As Russia faces international isolation due to its war with Ukraine, the country is preparing to introduce the digital ruble and join other countries in experimenting with its electronic money.
On Wednesday, July 19, Russia’s upper house of parliament – the Federation Council – will pass legislation to authorize the creation of national digital currencies. Once the legislation is signed into law by President Vladimir Putin, the Bank of Russia will likely start testing the Digital Ruble CBDC as early as next month.
The Bank of Russia is launching a pilot program with 15 Russian banks to offer digital wallets to individuals and businesses. These wallets can be accessed through any Russian bank. Individuals can transact with the digital ruble for free, while businesses are charged a 0.3% transaction fee according to the bank’s guidelines.
Fighting economic challenges with digital ruble
The Bank of Russia is moving ahead with the CBDC project after the implementation of sanctions by the US and its allies, which have disconnected Russian banks from the global financial system. In response to these sanctions, foreign banks have introduced stricter policies regarding payments from Russia.
As a result, Russia is looking to lessen the impact of sanctions by increasing trade in domestic currency with countries like China and India, which have taken a more neutral stance on the conflict. Earlier this month Nikolay Zhuravlev, Deputy Chairman of the Federation Council, said:
“In the current environment, it is important to have independent payment instruments and financial information channels that can be used in our trade with foreign partners.”
However, Alexandra Prokopenko, a former adviser at Russia’s central bank, said those expectations may be too optimistic at this point, as for the digital ruble to take place internationally, it needs to be connected to other countries’ currency platforms.
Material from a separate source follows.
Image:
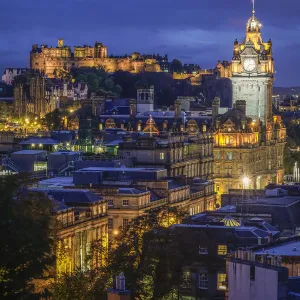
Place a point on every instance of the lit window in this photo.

However, there is no indication of progress in that direction at this time.
Prokopenko said: “So far, the digital ruble resembles a points system in the company’s ‘Fortress Russia’ loyalty program”, potentially making transactions in the country easier. “It will also potentially make transactions more transparent in the territories annexed from Ukraine, as everything is now done in cash.”
Earlier, Russia also planned to establish a national crypto exchange to facilitate crypto trading. However, they have abandoned the plan for now.